Между тем пленный снова поднес грязные пальцы ко рту, но другим способом, щепоткой, и просипел:
— Эссен… Табак…
— А ну иди! — Солдат-охранник поднял штык. — Работай иди! Табак ему, а?.. Научился! — Он повернулся к ребятам — Ну, что, не он? Не ваш фриц?

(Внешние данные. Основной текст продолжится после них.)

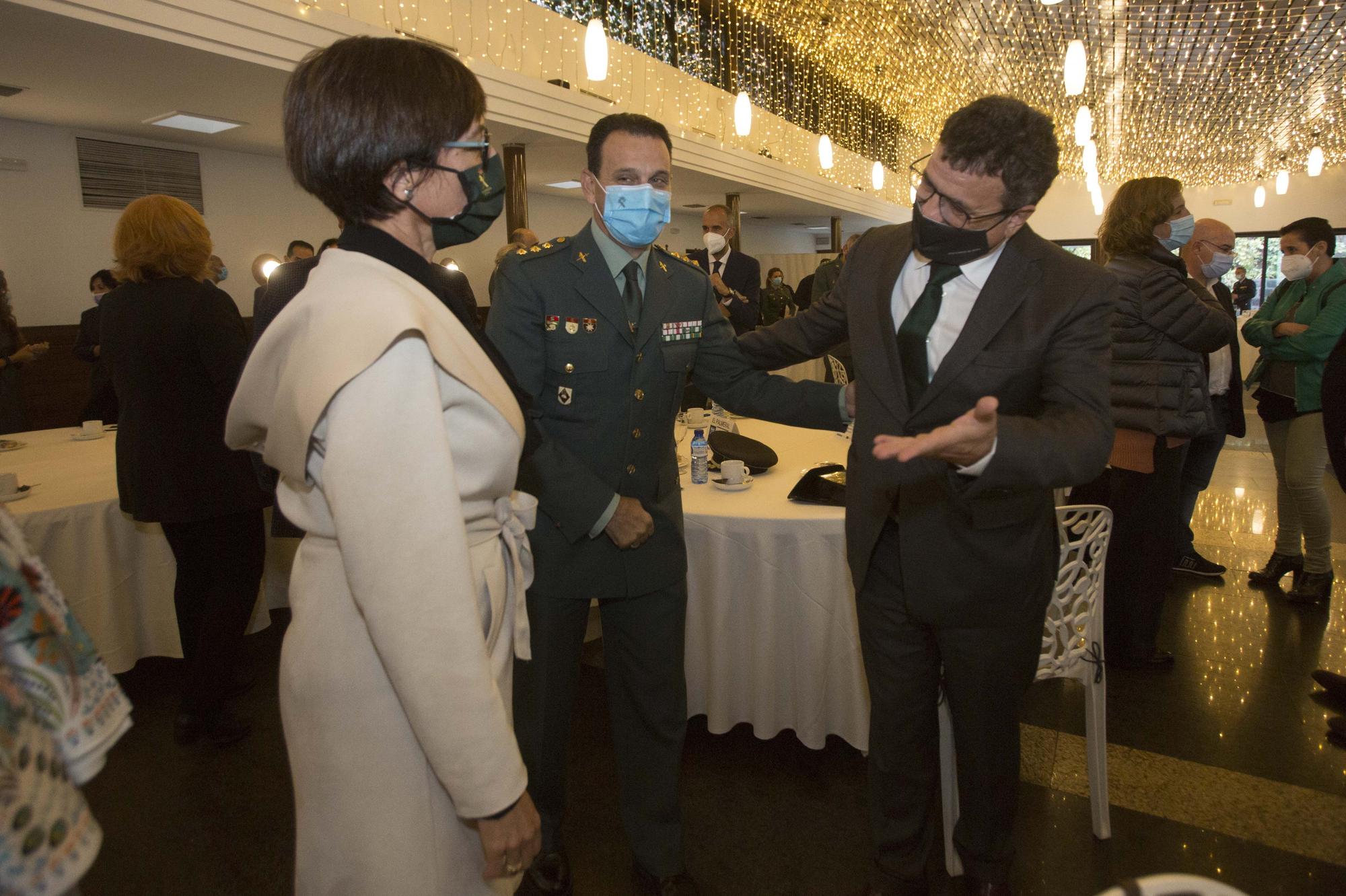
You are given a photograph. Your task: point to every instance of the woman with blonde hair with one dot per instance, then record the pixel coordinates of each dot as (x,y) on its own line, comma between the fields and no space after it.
(174,346)
(398,438)
(1162,329)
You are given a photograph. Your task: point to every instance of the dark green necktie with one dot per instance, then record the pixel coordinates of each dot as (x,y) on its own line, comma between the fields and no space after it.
(632,294)
(916,330)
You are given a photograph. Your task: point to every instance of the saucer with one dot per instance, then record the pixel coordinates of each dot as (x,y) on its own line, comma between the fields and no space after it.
(723,486)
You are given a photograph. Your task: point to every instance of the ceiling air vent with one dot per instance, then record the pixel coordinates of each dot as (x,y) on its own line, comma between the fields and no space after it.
(112,176)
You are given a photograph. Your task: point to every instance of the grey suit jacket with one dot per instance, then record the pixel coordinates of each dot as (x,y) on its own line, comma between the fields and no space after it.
(975,551)
(606,400)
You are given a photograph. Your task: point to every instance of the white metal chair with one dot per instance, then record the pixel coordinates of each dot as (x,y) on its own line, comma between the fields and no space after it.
(1072,642)
(839,375)
(1173,886)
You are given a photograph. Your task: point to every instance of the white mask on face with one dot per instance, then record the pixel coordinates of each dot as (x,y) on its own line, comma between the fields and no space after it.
(1296,267)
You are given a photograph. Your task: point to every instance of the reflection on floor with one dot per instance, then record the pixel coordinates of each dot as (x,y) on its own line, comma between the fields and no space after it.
(1219,768)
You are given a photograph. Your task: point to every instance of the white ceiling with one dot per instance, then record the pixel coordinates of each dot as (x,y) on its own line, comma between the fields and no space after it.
(87,76)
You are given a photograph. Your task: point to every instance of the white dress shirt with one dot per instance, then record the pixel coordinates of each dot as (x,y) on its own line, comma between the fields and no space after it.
(960,295)
(1221,363)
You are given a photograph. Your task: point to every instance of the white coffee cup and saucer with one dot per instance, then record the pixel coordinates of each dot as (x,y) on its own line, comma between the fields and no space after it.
(734,477)
(11,490)
(88,431)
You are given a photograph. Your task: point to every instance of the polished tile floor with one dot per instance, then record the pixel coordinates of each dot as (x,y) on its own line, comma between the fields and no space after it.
(1219,768)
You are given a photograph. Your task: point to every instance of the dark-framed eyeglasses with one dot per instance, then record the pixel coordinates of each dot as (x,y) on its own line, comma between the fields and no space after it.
(484,146)
(951,211)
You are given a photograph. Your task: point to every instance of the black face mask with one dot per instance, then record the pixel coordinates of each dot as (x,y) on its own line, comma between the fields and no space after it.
(944,244)
(484,186)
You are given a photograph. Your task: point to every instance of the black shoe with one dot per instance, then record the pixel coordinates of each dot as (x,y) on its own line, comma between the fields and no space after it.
(1277,570)
(1332,683)
(1197,566)
(550,875)
(647,885)
(219,730)
(1312,589)
(1156,660)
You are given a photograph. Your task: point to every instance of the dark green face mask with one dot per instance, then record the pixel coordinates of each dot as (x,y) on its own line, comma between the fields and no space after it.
(485,190)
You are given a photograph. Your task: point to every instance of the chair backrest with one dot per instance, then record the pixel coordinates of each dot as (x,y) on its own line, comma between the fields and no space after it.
(1173,886)
(1072,637)
(839,375)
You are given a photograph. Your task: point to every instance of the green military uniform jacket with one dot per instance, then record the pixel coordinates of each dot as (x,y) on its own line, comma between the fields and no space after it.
(1324,311)
(606,400)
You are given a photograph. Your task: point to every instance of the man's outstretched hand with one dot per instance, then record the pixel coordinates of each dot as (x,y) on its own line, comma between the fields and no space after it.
(963,442)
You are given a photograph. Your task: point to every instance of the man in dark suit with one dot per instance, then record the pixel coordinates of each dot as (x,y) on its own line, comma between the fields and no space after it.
(1208,256)
(737,278)
(982,364)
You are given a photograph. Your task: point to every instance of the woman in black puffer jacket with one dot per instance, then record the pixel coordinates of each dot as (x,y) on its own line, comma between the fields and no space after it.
(1162,332)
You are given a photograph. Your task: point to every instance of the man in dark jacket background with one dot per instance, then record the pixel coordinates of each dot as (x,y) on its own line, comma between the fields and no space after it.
(1208,258)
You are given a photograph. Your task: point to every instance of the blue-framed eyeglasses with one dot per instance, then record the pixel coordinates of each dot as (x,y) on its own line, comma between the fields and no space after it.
(483,146)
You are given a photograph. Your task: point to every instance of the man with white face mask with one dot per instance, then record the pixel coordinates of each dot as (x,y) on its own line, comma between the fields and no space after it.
(1208,256)
(734,276)
(1296,330)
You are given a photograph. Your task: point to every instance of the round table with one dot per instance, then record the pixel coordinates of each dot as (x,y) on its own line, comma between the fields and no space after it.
(118,575)
(772,636)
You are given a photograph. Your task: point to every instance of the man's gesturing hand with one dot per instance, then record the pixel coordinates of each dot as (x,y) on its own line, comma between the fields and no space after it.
(631,527)
(963,442)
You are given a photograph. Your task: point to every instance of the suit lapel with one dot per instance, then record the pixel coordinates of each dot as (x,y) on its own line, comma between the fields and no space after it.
(596,283)
(1001,298)
(896,394)
(659,298)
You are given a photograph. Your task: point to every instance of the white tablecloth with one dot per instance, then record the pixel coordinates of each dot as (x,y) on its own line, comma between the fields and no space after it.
(118,575)
(772,636)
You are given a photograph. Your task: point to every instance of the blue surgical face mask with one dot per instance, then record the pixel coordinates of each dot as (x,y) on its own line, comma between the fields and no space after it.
(636,216)
(1180,232)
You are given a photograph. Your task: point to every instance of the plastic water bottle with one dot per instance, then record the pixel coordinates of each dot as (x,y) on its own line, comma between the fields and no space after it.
(701,458)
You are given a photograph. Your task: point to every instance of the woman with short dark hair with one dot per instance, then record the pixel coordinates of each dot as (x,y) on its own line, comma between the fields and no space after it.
(1296,332)
(103,398)
(398,439)
(174,346)
(1162,328)
(15,352)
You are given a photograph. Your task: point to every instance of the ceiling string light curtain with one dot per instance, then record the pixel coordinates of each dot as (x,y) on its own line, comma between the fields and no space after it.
(1254,77)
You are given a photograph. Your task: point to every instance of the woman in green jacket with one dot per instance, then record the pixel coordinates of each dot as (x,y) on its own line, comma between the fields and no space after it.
(1296,330)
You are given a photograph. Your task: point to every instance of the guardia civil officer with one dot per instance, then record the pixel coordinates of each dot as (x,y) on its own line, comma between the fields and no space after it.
(604,329)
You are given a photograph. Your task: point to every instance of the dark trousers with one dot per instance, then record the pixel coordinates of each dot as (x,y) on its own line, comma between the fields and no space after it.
(220,566)
(985,675)
(1142,551)
(647,698)
(1197,470)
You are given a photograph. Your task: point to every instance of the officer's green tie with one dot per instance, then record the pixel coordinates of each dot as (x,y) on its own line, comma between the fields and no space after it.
(916,330)
(632,294)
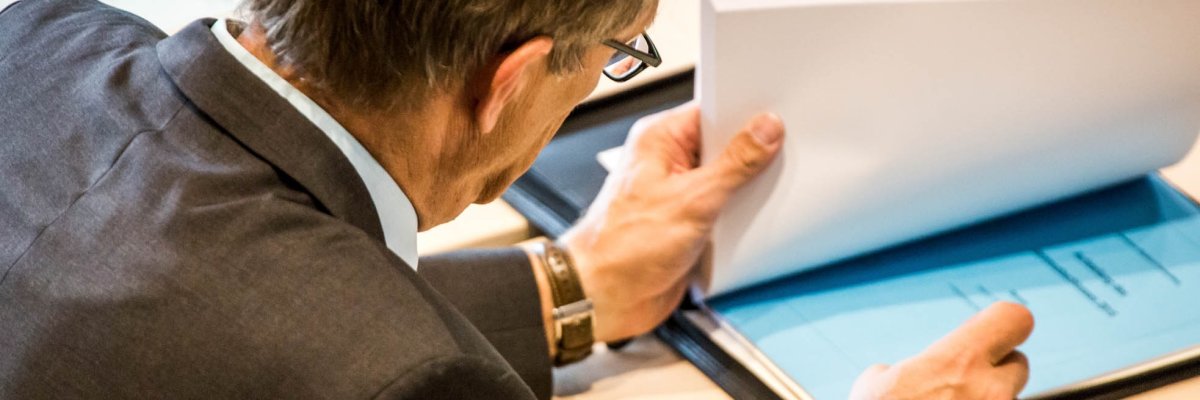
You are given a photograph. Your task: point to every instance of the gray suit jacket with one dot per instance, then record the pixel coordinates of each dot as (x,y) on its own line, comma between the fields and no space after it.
(169,227)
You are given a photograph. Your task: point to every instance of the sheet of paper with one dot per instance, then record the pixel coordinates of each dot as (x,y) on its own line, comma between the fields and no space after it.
(1111,281)
(910,118)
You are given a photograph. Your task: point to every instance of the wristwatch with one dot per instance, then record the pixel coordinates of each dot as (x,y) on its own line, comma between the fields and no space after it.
(573,311)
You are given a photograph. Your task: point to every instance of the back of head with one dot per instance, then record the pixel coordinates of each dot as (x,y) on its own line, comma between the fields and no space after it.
(390,53)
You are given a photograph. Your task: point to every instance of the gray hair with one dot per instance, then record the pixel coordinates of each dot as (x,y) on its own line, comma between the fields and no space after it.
(388,53)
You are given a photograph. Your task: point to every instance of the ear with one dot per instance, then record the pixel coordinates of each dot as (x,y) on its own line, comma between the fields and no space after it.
(499,85)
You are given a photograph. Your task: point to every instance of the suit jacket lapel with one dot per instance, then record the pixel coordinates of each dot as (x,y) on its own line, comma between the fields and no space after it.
(265,123)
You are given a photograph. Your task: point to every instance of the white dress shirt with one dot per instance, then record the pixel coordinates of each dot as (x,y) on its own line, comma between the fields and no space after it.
(396,213)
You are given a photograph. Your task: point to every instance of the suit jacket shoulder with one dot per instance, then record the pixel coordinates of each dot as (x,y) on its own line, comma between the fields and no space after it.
(174,230)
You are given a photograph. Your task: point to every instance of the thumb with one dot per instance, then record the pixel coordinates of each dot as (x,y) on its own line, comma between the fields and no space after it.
(749,151)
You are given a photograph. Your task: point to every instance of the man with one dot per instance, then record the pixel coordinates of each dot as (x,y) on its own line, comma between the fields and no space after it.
(232,212)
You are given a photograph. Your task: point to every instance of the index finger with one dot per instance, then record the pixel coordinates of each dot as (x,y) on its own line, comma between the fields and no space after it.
(993,333)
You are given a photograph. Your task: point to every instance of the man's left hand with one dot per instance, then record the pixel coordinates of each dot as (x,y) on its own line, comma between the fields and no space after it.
(636,248)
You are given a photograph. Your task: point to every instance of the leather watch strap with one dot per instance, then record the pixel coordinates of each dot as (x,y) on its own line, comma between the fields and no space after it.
(573,310)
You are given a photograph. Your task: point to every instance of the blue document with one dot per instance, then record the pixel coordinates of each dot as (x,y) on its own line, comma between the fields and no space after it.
(1113,279)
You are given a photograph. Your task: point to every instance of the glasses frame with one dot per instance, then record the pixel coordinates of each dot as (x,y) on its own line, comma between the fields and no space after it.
(651,59)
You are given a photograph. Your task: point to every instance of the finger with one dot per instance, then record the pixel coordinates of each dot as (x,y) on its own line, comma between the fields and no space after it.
(670,137)
(993,333)
(748,153)
(1013,370)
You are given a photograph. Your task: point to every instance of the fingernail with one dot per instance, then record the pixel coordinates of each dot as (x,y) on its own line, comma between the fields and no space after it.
(767,129)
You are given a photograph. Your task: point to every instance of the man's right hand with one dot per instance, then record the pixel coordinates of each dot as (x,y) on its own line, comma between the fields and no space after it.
(978,360)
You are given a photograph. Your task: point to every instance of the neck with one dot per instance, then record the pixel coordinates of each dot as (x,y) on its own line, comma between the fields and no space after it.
(409,144)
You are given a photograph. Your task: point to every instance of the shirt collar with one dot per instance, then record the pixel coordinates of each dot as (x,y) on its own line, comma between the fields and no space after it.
(396,213)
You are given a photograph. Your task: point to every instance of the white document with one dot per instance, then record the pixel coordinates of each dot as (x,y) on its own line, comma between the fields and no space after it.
(911,118)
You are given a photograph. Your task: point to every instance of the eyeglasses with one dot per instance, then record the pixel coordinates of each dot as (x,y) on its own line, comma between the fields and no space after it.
(631,58)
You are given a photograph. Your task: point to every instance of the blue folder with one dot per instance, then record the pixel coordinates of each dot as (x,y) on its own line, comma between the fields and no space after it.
(1113,279)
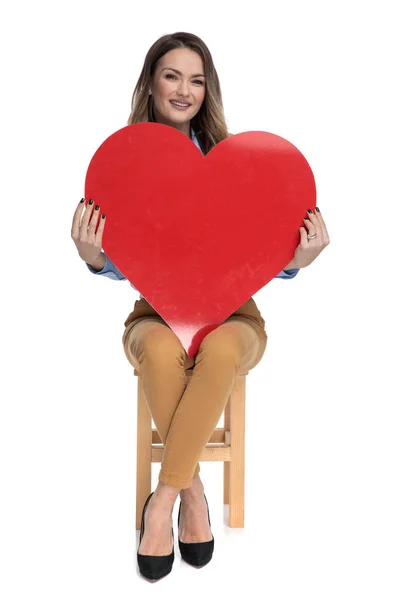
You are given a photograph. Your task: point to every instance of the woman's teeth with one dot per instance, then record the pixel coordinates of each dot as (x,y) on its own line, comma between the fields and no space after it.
(179,104)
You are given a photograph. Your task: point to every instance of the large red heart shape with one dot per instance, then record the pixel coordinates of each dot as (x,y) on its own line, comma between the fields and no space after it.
(198,236)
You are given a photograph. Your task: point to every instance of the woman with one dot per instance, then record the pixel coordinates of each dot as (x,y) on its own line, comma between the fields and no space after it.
(179,87)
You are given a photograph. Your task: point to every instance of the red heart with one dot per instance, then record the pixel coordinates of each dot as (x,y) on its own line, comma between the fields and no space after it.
(198,236)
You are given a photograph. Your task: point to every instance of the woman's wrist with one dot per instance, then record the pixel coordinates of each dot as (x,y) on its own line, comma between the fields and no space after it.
(291,265)
(99,263)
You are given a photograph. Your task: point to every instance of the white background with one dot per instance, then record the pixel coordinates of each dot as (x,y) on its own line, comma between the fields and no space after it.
(322,442)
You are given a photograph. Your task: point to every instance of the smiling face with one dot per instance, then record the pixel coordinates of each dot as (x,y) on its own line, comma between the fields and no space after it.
(179,76)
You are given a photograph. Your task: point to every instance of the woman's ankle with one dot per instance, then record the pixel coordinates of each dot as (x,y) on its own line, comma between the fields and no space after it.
(165,494)
(197,488)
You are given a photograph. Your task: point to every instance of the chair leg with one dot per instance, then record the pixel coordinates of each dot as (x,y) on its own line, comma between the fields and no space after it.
(236,483)
(143,453)
(227,464)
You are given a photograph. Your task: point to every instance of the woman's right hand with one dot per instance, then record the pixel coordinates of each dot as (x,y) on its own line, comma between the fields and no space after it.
(87,240)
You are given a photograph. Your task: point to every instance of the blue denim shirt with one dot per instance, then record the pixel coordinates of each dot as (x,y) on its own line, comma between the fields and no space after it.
(110,270)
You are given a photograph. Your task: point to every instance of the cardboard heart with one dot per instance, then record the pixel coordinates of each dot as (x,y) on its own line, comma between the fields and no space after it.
(198,236)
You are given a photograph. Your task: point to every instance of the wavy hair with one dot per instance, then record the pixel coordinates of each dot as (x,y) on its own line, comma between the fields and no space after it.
(209,123)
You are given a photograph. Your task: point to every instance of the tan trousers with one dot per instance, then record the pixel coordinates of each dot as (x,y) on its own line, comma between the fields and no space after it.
(186,414)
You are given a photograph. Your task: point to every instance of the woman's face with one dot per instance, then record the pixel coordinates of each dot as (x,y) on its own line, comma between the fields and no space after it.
(179,76)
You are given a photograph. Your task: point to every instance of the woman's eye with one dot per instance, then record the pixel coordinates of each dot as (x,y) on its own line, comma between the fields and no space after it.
(195,81)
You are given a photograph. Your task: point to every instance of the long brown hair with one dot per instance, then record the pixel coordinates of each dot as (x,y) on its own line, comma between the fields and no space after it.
(209,123)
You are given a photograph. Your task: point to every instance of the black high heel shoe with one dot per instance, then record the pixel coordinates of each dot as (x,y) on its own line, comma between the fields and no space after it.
(154,567)
(197,554)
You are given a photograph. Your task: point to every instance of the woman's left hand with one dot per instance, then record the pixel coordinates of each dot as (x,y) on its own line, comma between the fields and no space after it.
(308,249)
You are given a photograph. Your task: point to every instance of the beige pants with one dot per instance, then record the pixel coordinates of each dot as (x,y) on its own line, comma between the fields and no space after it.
(186,413)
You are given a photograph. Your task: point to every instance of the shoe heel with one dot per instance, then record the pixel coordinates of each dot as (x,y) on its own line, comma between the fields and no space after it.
(196,554)
(153,567)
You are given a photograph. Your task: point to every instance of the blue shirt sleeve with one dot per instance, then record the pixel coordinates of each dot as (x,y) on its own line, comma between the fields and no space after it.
(109,270)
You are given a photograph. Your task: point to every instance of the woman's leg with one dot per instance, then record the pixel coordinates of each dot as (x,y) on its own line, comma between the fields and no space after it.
(156,352)
(233,348)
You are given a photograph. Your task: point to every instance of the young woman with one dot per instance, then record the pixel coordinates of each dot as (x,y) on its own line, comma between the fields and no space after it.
(179,87)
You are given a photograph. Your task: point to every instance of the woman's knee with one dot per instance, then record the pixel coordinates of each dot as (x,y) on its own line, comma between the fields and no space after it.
(158,344)
(221,344)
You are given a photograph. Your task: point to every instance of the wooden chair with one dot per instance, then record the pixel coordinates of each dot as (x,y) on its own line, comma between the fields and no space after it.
(226,444)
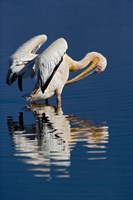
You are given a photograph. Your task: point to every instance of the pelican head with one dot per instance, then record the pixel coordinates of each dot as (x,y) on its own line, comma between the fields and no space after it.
(98,64)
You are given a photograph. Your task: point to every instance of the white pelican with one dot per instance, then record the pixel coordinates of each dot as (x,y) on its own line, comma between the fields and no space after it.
(50,68)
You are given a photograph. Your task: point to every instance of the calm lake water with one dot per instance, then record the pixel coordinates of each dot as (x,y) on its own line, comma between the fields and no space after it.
(85,149)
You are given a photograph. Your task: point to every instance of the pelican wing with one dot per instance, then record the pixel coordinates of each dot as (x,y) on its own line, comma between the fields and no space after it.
(49,61)
(22,60)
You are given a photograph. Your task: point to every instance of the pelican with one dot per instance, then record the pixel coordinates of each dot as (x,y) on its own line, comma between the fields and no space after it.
(50,68)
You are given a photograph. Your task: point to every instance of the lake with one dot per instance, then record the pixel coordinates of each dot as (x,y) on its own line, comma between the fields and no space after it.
(84,150)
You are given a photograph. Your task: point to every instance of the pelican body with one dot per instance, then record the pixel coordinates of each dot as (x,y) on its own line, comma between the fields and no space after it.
(51,68)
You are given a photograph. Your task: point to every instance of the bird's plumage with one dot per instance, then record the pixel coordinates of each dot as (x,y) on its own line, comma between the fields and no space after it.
(50,68)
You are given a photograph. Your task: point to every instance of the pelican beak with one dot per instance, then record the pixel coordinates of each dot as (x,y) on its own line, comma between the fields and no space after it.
(93,68)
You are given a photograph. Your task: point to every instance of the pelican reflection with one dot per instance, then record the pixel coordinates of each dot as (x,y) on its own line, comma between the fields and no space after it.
(46,144)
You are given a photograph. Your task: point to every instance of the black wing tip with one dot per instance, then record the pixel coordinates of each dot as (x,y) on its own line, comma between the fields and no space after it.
(11,77)
(20,86)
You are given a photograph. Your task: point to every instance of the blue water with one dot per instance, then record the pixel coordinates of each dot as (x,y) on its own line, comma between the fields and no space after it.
(85,149)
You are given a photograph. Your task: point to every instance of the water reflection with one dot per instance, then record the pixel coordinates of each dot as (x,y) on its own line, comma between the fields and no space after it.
(46,144)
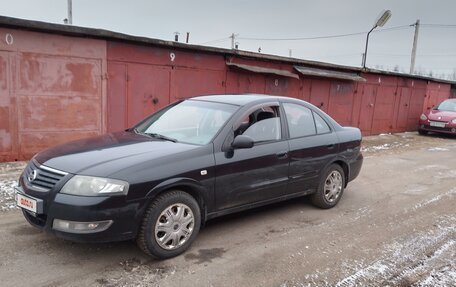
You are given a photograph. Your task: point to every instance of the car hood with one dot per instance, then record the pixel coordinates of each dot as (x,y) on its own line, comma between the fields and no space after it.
(444,115)
(108,154)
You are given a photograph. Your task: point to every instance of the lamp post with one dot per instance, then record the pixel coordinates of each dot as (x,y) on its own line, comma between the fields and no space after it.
(384,17)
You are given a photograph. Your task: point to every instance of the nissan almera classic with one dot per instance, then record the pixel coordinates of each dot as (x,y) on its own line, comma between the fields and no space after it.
(196,159)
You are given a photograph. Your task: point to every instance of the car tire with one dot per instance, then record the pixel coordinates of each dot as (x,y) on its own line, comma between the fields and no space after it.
(330,189)
(422,132)
(170,225)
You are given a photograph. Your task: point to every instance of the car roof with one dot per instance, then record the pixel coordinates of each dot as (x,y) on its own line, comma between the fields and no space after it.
(237,99)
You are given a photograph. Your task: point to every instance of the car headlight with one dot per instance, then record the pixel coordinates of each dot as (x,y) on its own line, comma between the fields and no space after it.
(95,186)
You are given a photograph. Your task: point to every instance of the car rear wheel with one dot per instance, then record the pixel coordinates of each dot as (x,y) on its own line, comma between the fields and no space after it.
(422,132)
(170,225)
(331,187)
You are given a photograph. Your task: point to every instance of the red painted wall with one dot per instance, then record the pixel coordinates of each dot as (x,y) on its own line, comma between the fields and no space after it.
(51,91)
(56,88)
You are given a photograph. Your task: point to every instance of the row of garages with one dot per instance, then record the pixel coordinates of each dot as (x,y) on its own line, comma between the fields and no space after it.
(59,83)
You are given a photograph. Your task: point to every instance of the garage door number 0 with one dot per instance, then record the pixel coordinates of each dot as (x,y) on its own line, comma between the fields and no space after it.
(9,39)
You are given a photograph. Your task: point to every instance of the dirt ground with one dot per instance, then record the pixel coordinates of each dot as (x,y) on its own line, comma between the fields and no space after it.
(395,226)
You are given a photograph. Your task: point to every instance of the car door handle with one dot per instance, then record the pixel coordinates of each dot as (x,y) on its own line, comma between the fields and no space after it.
(282,155)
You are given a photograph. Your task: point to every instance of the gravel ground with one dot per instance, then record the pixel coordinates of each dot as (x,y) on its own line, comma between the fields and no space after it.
(395,226)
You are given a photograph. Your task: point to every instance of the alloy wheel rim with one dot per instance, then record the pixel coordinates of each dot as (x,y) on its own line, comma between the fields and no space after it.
(333,186)
(174,226)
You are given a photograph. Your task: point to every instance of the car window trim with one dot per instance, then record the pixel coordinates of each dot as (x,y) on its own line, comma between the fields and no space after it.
(288,135)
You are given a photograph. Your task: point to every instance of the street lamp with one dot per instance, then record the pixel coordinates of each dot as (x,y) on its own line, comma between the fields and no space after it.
(384,17)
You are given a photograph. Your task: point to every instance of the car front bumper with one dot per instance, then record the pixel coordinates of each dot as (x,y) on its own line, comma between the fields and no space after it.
(448,129)
(123,217)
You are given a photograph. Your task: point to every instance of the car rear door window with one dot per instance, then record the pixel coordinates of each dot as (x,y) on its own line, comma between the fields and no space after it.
(299,120)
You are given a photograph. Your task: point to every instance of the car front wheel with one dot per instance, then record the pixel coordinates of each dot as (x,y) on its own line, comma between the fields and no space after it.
(331,188)
(170,225)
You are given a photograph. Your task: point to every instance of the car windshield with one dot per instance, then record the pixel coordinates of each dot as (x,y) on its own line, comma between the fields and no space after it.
(447,106)
(190,121)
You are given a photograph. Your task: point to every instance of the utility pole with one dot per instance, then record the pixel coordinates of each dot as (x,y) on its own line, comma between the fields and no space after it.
(70,12)
(415,43)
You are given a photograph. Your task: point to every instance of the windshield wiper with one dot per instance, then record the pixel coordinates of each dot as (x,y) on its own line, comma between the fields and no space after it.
(162,137)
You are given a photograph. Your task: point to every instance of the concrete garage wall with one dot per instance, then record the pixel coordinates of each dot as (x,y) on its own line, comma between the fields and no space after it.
(51,91)
(59,83)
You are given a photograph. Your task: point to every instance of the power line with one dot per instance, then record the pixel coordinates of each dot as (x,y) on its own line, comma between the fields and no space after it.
(217,40)
(439,25)
(323,37)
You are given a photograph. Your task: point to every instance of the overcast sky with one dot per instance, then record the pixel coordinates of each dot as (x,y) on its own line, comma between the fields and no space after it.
(210,20)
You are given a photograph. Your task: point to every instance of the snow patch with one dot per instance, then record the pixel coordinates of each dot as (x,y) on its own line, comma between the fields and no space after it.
(434,199)
(437,149)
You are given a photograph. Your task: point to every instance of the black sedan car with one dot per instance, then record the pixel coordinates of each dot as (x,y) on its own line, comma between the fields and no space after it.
(194,160)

Они отрицательно замотали головами, солдат засмеялся:
— Да я понял…
Солнце вечерами стало краснеть, ежиться, закатные лучи его тускло обливали стены и крыши холодным огнем, зажигали ответным пламенем промытые окна, которые сохранили стекло. Плавились понизу над раскаленной светло-золотой кромкой горизонта далекие облака, предвещая ведренный день после ночи. Такие алые закаты наступали с началом учебы, они и радовали, и тревожили, наполняли неясным ознобом душу, заставляли молчать, затаивая дыхание.
— Смотри, — как давно это не делал, показал Костька Вовке. — Здорово, а?
Тот кивнул. Огромные светлые облака застыли над краем неба, рдяная полоса слабела, истончалась.
— Завтра — во будет денек!..
— Ага…
Они подходили к дому, несли за пазухой по целой бутылке боярышника, набранного в посадках. Еще больше его было съедено. До школьных дней было далеко: объявили, что занятия начнутся с первого или даже с седьмого ноября, в день великого праздника. Всем, кто пойдет учиться, нужно приготовить табуретку и стол на двоих, а еще раньше принести в построенный возле школы барак хоть какие-нибудь стекла.
Кое-что уже было приготовлено, например, две табуретки, на которых заранее, каждый на своей доставшейся, Костька с Вовкой вырезали снизу первые буквы имени и фамилии — так мать велела.
— Опять попадет, — мрачно сказал Вовка, поглядывая на красивые — всегда красивые в эту пору, война не война, — облака, которые уже совершенно расплющили красную полоску на границе неба.
— Ты думаешь, сколько сейчас? — стал прикидывать Костька.
— Мои стоят, — скривился Вовка, прикладывая к уху пустую руку.
— Попадет. Я тебе говорил: давай сначала воды натаскаем…
Около дома их нагнала возвращавшаяся со смены Нюрочка.
— Ребята!.. Костя!.. — она была в крайнем возбуждении. — Мать дома, да?
Не успев получить ответа, вбежала в хату.
— Ксюша!
Ксения стирала, — одноруко, приучая потихоньку и подживавшую правую. Отвела с лица россыпь волос, выпрямилась, сердито не замечая сыновей.
— Ксюша!.. — Нюрочка словно не могла слова сказать.
— Ну? Что? Нюра?!
Та оперлась обо что-то и заплакала.
— Нюра!
— Ксюша… Счас мужиков видела с паровозного… Что эшелоны угоняли…
— Да что ты!
— Они наших видели — и Федора, и Колю твово…
— Когда? Видели?! Когда видели?!
— И тогда, и потом… Уже после… И другие видели… Скворцов вот, говорят… К нему надо сходить.